I've got the snow, but I also have shadows (double images) and ghosting (a different channel showing in the background). What causes that?

These
types of problems can be partially addressed by the use of a DROPAmpTM product, but they are more likely to be related to other common installation problems:

 

Bent cable:

Coaxial cable is flexible, but you should never have a sharp bend or kink in a cable. A kink anywhere in the run causes a mini reflection to occur, creating a second signal. This is the cause of the echo or ghosting effect and shadow.

Check all the coaxial cable leading to the TVs. Replace any sections where there is a kink.

 

Connectors:

Ghosting can occur as a result of problems with the metal connectors at the end of the cable.

If these connectors are improperly installed, or of poor quality, they can cause impairments to the signal.

Consider getting a qualified technician to check your connectors, or use pre-made cable lengths, which you can buy from us!!

 

 

Why have I never heard of this product before?

This is a somewhat unknown product,but it is sometimes refered to as a cable booster, CATV amplifier, or a signal booster.

What is CATV?

This abbreviation has two interpretations.

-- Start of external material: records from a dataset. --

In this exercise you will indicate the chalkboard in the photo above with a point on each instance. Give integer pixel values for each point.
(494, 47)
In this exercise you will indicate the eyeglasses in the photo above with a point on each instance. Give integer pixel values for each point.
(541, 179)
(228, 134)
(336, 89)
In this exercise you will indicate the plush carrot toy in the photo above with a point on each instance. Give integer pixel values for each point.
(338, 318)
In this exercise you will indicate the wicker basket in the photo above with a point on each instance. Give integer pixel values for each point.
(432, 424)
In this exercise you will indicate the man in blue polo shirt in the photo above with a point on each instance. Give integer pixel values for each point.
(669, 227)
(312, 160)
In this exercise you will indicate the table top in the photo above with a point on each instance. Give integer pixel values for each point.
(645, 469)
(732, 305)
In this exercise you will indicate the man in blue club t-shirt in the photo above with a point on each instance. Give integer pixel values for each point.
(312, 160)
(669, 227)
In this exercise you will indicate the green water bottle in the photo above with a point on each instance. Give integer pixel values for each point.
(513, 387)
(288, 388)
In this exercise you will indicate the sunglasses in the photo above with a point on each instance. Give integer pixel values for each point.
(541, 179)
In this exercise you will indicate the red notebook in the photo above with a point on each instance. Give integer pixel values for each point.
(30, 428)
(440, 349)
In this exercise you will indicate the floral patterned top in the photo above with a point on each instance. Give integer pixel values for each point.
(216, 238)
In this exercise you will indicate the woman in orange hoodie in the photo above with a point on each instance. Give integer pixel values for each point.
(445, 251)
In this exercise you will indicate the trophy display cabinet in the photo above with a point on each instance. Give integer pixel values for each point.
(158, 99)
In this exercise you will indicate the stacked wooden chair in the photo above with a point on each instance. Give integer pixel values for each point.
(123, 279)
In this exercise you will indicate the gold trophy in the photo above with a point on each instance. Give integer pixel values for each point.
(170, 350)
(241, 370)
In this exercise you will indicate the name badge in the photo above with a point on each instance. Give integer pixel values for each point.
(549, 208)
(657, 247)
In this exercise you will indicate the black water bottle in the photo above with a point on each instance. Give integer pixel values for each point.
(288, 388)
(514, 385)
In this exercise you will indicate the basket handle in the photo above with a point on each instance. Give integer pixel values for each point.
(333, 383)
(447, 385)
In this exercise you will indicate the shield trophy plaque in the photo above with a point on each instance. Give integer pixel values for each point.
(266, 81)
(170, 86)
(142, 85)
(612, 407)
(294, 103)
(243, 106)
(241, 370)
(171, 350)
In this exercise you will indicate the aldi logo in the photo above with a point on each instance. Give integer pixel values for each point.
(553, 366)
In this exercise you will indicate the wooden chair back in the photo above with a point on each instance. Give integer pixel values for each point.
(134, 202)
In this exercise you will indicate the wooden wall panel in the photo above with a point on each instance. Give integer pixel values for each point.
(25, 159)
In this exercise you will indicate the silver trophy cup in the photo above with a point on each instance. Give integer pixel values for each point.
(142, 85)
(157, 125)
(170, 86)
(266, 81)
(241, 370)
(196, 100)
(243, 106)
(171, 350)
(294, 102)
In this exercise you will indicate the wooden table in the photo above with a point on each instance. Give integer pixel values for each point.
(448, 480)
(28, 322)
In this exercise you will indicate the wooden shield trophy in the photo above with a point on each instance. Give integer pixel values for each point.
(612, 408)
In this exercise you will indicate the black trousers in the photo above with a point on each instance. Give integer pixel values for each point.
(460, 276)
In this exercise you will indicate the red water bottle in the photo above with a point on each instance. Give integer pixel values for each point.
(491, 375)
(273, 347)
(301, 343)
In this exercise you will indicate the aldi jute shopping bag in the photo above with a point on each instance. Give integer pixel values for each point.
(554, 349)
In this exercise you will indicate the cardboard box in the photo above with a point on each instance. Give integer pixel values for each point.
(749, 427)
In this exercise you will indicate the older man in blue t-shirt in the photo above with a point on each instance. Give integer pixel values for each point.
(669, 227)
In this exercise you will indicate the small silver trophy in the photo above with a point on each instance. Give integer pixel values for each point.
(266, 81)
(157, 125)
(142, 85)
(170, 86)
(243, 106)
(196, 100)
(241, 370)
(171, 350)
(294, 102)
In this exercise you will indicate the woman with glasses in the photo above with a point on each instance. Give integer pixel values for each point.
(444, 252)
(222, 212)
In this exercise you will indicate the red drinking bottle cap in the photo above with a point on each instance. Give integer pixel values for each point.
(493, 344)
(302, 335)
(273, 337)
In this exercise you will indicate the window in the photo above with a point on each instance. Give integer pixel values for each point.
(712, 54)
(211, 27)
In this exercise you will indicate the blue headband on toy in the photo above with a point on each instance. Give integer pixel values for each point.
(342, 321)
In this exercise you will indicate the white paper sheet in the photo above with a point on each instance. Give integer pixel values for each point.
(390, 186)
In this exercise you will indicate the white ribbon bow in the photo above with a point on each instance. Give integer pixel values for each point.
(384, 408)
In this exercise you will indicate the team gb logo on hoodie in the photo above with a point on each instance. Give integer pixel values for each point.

The first is Community Antenna TeleVision, and generally refers to the origination of cable TV - when the cable network operators had large antenna's that received the broadcast signal, which they would in turn re-distribute to the subscriber.
A more recent usage is Community Access TeleVision - which refers to the content that is typically available from the local cable operator on their in-house station.

What do RG59 and RG6 refer to?

These terms refer to two types of coaxial cable that are commonly used in residential settings. RG6 is a heavier, thicker wire, and is generally considered to be a superior option to RG59.

What does 'RF' refer to?

RF stands for Radio Frequency. In the early days of television broadcasting, and later when cable TV was developed, the abbreviation became synonymous with signals that were transmitted via coaxial cable, and through coaxial compatible devices, such as a DROPAmpTM.